Aunque esta confesión espontánea me sorprendió mucho, no lo contradije como él deseaba, al parecer, sino que esperé a que él mismo hiciera objeción a sus palabras, cosa que suele ocurrir en semejantes ocasiones.

—¿Sabe usted que es la primera vez que salgo de operaciones? –continuó—. No puede usted figurarse lo que me ocurrió ayer. Cuando el sargento trajo la orden que designaba a mi compañía a formar parte de la columna, palidecí y la emoción no me dejó hablar. ¡Si supiera usted la noche que he pasado! Si es verdad que el cabello se pone blanco por el miedo, yo debería estar completamente canoso hoy. Seguramente ningún condenado a muerte sufre más una noche de lo que he sufrido yo; incluso ahora, que me siento un poco mejor, es terrible lo que me pasa aquí – añadió, agitando el puño ante su pecho—. Y es ridículo que por dentro se desarrolle un drama horroroso, mientras uno come chuletas con cebolla y asegura que está muy alegre. ¿Hay vino, Nikolaiev? – preguntó, bostezando.

—¡Es él, muchachos! –gritó en aquel instante un soldado con voz alterada; todos los ojos se dirigieron hacia la linde del lejano bosque.

En la lejanía, llevada por el viento, se levantaba una creciente nube de humo azulado.

Cuando comprendí que el disparo del enemigo iba dirigido contra nosotros, todo lo que tenía ante mis ojos en aquel momento adquirió un aspecto nuevo e imponente. Los fusiles en pabellón, el humo de las hogueras, el cielo azulado, las verdes cureñas y el moreno rostro bigotudo de Nikkolaiev, todo me decía que el obús que había salido de la boca del cañón y que volaba por el espacio tal vez se dirigía a mi pecho.
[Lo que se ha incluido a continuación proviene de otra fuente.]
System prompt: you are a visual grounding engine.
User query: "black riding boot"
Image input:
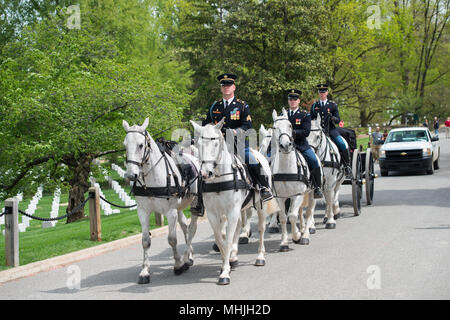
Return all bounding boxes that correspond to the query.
[248,163,273,202]
[191,176,205,217]
[311,167,323,199]
[340,149,352,177]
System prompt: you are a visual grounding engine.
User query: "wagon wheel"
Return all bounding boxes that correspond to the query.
[364,149,375,206]
[352,149,362,216]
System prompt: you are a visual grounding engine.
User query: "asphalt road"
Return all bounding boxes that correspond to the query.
[0,138,450,300]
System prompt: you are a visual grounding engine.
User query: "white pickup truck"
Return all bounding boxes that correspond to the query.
[379,127,440,176]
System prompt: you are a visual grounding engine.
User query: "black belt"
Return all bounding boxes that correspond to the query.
[202,180,250,192]
[131,186,186,198]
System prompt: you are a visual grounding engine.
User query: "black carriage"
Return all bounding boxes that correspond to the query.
[337,127,376,216]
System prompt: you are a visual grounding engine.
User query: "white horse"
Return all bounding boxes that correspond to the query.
[191,118,276,285]
[271,108,314,252]
[307,114,345,229]
[122,118,199,284]
[239,124,278,244]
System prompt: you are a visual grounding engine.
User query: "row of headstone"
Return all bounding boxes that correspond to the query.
[42,188,61,228]
[0,186,40,235]
[19,186,44,232]
[111,163,125,178]
[0,193,23,230]
[105,177,136,210]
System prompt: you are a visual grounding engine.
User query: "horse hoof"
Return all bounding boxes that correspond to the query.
[255,259,266,267]
[173,263,189,276]
[267,227,280,233]
[239,237,248,244]
[325,223,336,229]
[300,238,309,245]
[217,278,230,286]
[138,276,150,284]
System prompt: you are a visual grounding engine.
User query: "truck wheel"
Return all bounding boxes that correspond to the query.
[433,150,441,170]
[427,159,434,174]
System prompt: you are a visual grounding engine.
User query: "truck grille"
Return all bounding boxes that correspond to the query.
[386,149,422,160]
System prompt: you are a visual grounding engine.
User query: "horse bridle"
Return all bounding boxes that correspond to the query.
[125,130,152,168]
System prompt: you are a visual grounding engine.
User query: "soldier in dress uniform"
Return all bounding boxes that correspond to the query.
[202,73,273,201]
[287,89,322,199]
[311,84,351,176]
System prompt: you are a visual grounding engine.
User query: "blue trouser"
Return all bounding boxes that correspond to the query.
[301,148,319,170]
[331,135,347,151]
[244,145,258,167]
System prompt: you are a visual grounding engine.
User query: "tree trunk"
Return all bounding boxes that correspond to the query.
[67,156,92,223]
[359,108,368,127]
—¿De dónde ha cogido usted el vino? –pregunté negligentemente a Boljov, mientras que en el fondo de mi alma dos voces hablaban con la misma claridad; una decía: «Señor, recibe mi alma en paz.» Y la otra: «Espero no agacharme y sonreír en el momento en que pase el obús.»

En aquel instante, algo pasó por encima de nuestras cabezas produciendo un silbido muy desagradable, y el obús estalló a dos pasos de allí.

—Si yo fuese Napoleón o Federico –dijo Boljov, volviéndose hacia mí con sangre fría— seguramente diría alguna frase grande.

—La acaba usted de decir –repliqué, ocultando con dificultad la inquietud que me había producido el peligro pasado.

—Nadie anotará lo que he dicho.

—Yo lo haré.

—Si lo hace usted, será para criticarlo, como dice Mischenkov –añadió sonriendo.

—¡Condenado! –exclamó Antonov, que se hallaba detrás de nosotros, escupiendo con gran indignación—. Ha estado a punto de darme en los pies.